Article Type: Book review
Subject: Books (Book reviews)
Author: Boyle, Paul
Pub Date: 08/01/2011
Publication: Name: British Journal of Occupational Therapy Publisher: College of Occupational Therapists Ltd. Audience: Academic Format: Magazine/Journal Subject: Health Copyright: COPYRIGHT 2011 College of Occupational Therapists Ltd. ISSN: 0308-0226
Issue: Date: August, 2011 Source Volume: 74 Source Issue: 8
Topic: NamedWork: Rising to New Heights of Communication and Learning for Children with Autism (Nonfiction work)
Persons: Reviewee: Spears, Carol L.; Turner, Vicki L.
Accession Number: 265976940

Carol L Spears and Vicki L Turner.

Jessica Kingsley Publishers, 2010. 13.99 [pounds sterling].

144 pp. ISBN 978-1-84905-837-7

This is an interesting and highly practical book which I enjoyed reading. Despite the long title it is actually quite a short book, or guide as the cover more accurately describes itself. Inside there is an overview of Alternative-Augmentative Communication, strategies to support learning including visual supports, social stories and structured environments, and brief summaries of other subjects, such as sensory integration and applied behaviour analysis. Each chapter follows a similar outline exploring issues related to Who, What, Why, How, When and Where. These headings are clear and helpful for those with little experience in the subject area; others will find the signposting to further information useful, including some interesting websites.
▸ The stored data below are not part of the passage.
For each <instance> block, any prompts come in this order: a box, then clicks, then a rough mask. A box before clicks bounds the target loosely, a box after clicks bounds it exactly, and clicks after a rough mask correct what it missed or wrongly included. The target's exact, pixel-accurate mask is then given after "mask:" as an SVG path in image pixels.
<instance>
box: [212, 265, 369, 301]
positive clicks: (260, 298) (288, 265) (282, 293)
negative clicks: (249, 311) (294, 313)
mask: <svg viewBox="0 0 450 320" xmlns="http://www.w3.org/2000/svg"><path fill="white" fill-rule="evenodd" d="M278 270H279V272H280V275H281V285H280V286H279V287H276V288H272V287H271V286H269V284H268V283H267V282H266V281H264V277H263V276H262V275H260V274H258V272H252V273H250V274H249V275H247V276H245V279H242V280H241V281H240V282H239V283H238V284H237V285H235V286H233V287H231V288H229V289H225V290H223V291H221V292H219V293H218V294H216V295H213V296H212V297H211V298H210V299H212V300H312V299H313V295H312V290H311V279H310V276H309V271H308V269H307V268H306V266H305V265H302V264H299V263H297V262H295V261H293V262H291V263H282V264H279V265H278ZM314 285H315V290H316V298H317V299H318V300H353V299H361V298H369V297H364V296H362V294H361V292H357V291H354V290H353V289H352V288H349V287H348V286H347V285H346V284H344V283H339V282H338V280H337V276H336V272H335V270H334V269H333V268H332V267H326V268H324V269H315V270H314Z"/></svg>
It is an easy read with clear descriptions as to the variety of communication strategies used with children with autism. It would be easy to consider that this book is for speech and language therapists, but it will probably appeal most to parents and teaching assistants. It is likely that experienced therapists will be familiar with much of the guide's information; however, it is a useful resource for students preparing for a placement and for newly qualified personnel, or those seeking a move to children's services.
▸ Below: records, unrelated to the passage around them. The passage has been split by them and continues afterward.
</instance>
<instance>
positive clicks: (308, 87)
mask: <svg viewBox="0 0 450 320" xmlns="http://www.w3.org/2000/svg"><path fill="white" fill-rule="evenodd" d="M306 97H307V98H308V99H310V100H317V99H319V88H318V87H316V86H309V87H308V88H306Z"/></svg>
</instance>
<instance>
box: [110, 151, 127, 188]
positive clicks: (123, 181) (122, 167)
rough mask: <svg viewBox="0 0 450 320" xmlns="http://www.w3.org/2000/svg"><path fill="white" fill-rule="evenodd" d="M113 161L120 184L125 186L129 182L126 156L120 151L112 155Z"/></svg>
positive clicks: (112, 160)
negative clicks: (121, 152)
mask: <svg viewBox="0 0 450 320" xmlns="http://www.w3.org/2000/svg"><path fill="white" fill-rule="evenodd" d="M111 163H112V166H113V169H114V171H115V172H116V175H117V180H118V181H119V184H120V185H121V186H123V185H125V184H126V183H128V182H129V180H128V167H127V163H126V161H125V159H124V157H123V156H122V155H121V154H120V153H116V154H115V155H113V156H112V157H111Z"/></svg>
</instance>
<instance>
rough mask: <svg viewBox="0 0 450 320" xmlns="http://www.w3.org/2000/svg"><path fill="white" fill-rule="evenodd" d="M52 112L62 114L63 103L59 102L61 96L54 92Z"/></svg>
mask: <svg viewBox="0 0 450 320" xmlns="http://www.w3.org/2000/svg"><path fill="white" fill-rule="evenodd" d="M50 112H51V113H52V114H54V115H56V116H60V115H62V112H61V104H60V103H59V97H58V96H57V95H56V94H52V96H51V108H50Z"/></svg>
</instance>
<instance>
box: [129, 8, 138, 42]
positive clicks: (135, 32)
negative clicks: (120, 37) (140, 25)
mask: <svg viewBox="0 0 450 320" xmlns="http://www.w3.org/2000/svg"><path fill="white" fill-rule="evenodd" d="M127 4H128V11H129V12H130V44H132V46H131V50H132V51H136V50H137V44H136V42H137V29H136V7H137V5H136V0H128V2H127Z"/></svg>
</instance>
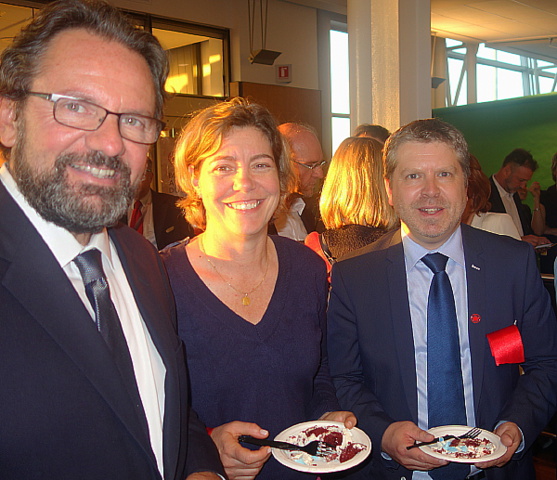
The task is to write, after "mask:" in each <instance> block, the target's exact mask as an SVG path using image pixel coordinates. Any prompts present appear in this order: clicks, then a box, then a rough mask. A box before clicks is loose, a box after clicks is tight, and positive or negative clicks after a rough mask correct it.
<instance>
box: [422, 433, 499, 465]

There is an underlying optimism about the development of children with autism that runs throughout the book, which in my view offers inspiration to readers. Whilst not underplaying the challenges that may be experienced by parents, therapists and others, its approach is encouraging and its practical advice should foster confidence in the classroom and elsewhere. The authors clearly have substantial experience, and have successfully brought together a wide variety of strategies and approaches, resulting in a concise and valuable source of information which will assist those working with children in schools and elsewhere in the community.

Paul Boyle, Occupational Therapist and Senior Lecturer, East Sussex County Council and University of Brighton.